Un hermano entonces…, una hermana… Imagináoslo…, sí, él…, ella…, sí…,
¡ terrorista!
Ni se os pasaba por la cabeza. Ni una sospecha.
Y no hay esperanza…, posibilidad de error…, una equivocación… No: capturado
con las manos en la masa…, hay pruebas…, lo han cogido en un enfrentamiento
armado…, con una pistola en la mano…, ha disparado… y ha herido de gravedad a
un agente.
Imaginad…, imaginad…
¿No lo conseguís? ¿No puede ser? ¿Es demasiado absurdo? Claro…, vuestro hijo,
vuestro hermano…, ¡imposible! Lo veis todos los días, habláis con él…, conocéis sus
ideas.
Además, con ese carácter que tiene, no le haría daño a una mosca. Estaba en
contra de toda violencia…, quería ser objetor de conciencia…
Eso es precisamente lo que yo seguía repitiendo siempre que veía en la tele la
cara de uno de esos muchachos detenidos: ¡Mi hijo no será jamás, jamás uno de ellos!

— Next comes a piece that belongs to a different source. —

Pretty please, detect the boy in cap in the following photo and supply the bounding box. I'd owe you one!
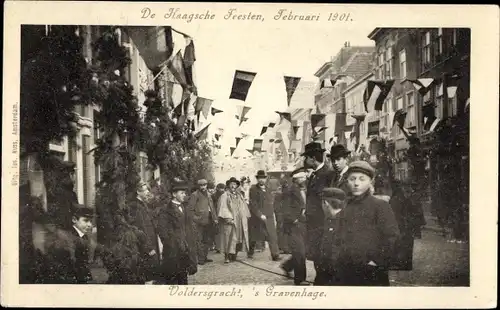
[281,168,307,285]
[301,142,336,285]
[158,181,197,285]
[335,161,399,286]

Y en cambio… el chico al que estáis viendo en vuestro televisor, con su cara de
buena persona, es mi hijo. Sí, mi hijo: veinticuatro años… Yo lo he hecho, lo he
parido, lo he amamantado. No con biberón, sino con mi pecho, de mis pezones…,
aunque mis amigas me lo desaconsejaban, me decían que se me iban a estropear los
pechos…
Porque yo pensaba: ¿y si de mayor me sale anormal…, diferente…, y es por culpa
de la carencia afectiva causada por la falta de teta? ¿Los celos del pezón?
Muchas madres no lo saben, pero yo sí. Yo me lo leí todo durante el embarazo: no
debes negarle a un niño el roce de tu piel con la suya…, los mimos, la voz…, la
presencia constante (no opresiva), constante… Y cuando descubrí, leyendo esos
textos, que el niño necesita jugar con su caquita…, sí, que si no luego tiene
traumas…, y también con el pis…, porque lo descarga de toda violencia…, pues yo le
dejé hacerlo.
Lo dice también Laverghue en su ensayo El periodo fecal: «Dejad que el niño
pruebe su caca, que se la restriegue por la cara…, se acostumbrará a lo que recibirá
de los demás cuando sea mayor.» Yo a mi niño lo he tenido en la cuna lo menos
posible…, le he dejado que rompiera platos y vasos, como decía la pediatra, le he
dejado que jugara con su caquita siempre que ha querido…, y sin embargo se ha
convertido en una persona violenta. Y no se ha conformado con entrar a formar parte
de una banda de delincuentes, quemar un autocar…, pegar a algún viandante a
bastonazos…, violar a alguna muchacha, así, para desahogarse…, que los juguetes
son muy comprensivos con esas cosas… ¡No, se ha convertido en un terrorista!
Pero ¿cómo ha podido ocurrir?… ¿Qué ha pasado? Quiero entender… Me paso
noches enteras recordando toda nuestra vida… Vuelvo a verlo todo, como en una
pelicula… Nosotros somos demócratas, y mi hijo ha crecido con nuestras ideas… Sí,
en el colegio se metió en política, la contestación juvenil…, las manifestaciones…
Por su dormitorio han desfilado los pósters de todos los mitos de aquellos años, Mao,
el Che, Ho Chi Min… Recuerdo un póster grande, lo habéis visto todos: una
muchacha vietnamita apunta con su metralleta a un gigantesco piloto americano con
los brazos en alto. ¡La niña que vence a Goliat!
¡Entonces se puede hacer lo imposible!
Qué claro estaba todo entonces: a un lado los buenos pobres, pero de ideología
correcta: ¡en primer lugar siempre el hombre, la justicia y la libertad!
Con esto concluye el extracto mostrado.